Afrika menekşesinden esinlenerek "Menekşe" adlı verilen ve hedefi Afrikalı göçmenlerin inanç ve ritüele dayalı insan kurban etme, cadı ve şeytan çıkartma ritüellerini engellemek olan operasyonun başındaki emniyet amiri Chris Bourlet, rahibin bir istisna olmasını çok isterdi elbette. Halbuki son birkaç aydır İngilizlerin diğer Avrupalı meslektaşlarıyla yürüttüğü işbirliği, onun hiç de bir istisna olmadığını, Afrikalıların bir arada bulunduğu yerleşimlerde, cadılık ve büyücülüğün çok yaygın bir inanış olduğunu ve gerek polislerin, gerekse sosyolog ve kriminologların bu geleneklerle ilgili ciddi bilgi eksikliği nedeniyle soruşturmalarda pek başarılı olamadıklarını gösterdi.

İngilizler, Menekşe Operasyonu kapsamında, son beş yılda akıl almaz işkencelere uğrayan, hatta bazıları ölen 31 çocuğun, aslında kindala suçlamasıyla karşı karşıya kaldığını ortaya çıkarttılar. Yapılan incelemeler, ortadan kaybolan ve sahte pasaportlarla ülkeye giriş yapılması nedeniyle izlenemeyen yüzlerce küçük zenci çocuğun kindala kurbanı olabileceğini gösteriyor.
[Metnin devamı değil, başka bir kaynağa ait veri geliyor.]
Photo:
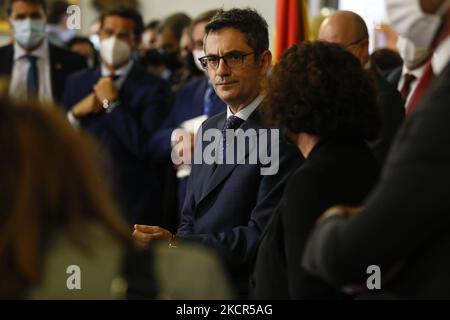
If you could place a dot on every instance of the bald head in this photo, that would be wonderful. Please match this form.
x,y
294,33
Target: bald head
x,y
349,30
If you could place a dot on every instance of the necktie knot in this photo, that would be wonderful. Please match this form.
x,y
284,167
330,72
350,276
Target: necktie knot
x,y
208,100
32,77
408,80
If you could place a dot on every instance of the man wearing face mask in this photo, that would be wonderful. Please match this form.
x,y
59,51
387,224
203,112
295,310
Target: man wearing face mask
x,y
403,228
407,78
195,99
122,106
349,30
37,68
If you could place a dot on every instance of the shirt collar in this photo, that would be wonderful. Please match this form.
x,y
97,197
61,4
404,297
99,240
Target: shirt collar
x,y
42,52
246,112
418,72
122,72
441,56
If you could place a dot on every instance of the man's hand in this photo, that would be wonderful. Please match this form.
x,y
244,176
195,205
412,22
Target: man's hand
x,y
346,212
144,235
87,106
105,89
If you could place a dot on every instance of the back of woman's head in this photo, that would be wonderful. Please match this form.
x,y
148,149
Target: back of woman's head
x,y
321,89
49,183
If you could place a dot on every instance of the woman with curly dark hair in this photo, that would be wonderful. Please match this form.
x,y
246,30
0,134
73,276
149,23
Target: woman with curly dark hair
x,y
323,100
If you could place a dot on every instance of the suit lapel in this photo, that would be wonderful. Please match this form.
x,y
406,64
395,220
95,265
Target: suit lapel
x,y
56,72
219,173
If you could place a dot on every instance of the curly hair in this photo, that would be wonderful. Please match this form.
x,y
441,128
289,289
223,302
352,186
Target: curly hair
x,y
321,89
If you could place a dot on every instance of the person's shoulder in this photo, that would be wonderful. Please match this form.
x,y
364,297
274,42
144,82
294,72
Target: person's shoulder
x,y
84,75
66,54
214,120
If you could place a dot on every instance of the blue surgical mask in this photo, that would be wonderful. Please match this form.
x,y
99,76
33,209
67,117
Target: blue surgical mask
x,y
29,32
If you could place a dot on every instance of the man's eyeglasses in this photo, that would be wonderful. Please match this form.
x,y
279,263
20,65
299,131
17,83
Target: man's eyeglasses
x,y
232,60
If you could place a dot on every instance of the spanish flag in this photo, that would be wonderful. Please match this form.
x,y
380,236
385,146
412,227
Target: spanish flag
x,y
291,25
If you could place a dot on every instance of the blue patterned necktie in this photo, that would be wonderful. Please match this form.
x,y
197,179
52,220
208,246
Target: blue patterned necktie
x,y
232,123
208,100
32,77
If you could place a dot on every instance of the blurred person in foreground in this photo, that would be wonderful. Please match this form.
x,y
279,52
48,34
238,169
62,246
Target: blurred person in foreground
x,y
321,96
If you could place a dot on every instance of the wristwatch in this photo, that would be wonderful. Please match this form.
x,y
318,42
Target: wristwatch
x,y
109,105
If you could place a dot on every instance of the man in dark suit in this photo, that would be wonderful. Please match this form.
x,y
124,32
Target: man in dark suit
x,y
122,106
228,205
349,30
36,67
403,228
195,99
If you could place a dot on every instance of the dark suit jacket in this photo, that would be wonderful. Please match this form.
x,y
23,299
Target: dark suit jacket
x,y
392,109
62,64
394,76
337,172
126,134
406,220
228,206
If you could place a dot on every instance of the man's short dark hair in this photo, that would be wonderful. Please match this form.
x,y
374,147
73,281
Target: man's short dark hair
x,y
248,21
41,3
126,13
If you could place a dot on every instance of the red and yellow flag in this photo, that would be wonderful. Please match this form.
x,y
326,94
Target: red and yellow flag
x,y
291,25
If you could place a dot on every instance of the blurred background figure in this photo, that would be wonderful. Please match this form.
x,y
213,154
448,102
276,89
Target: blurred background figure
x,y
38,69
328,110
83,46
385,60
52,217
56,28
Aslında Hollanda’nın Nulde Gölü’nden çıkartılan kafasız küçük kız cesedi, bunu izleyen Belçika, Almanya ve İskoçya’nın göl ve ırmaklarından çıkartılan kafasız, kolsuz, bacaksız küçük bedenler sadece yerel basının ilgisini çekmemiş ve uluslararası platformlara taşınabilmiş olsaydı, belki daha hızlı yol alınabilir ve birçok cinayet engellenebilirdi.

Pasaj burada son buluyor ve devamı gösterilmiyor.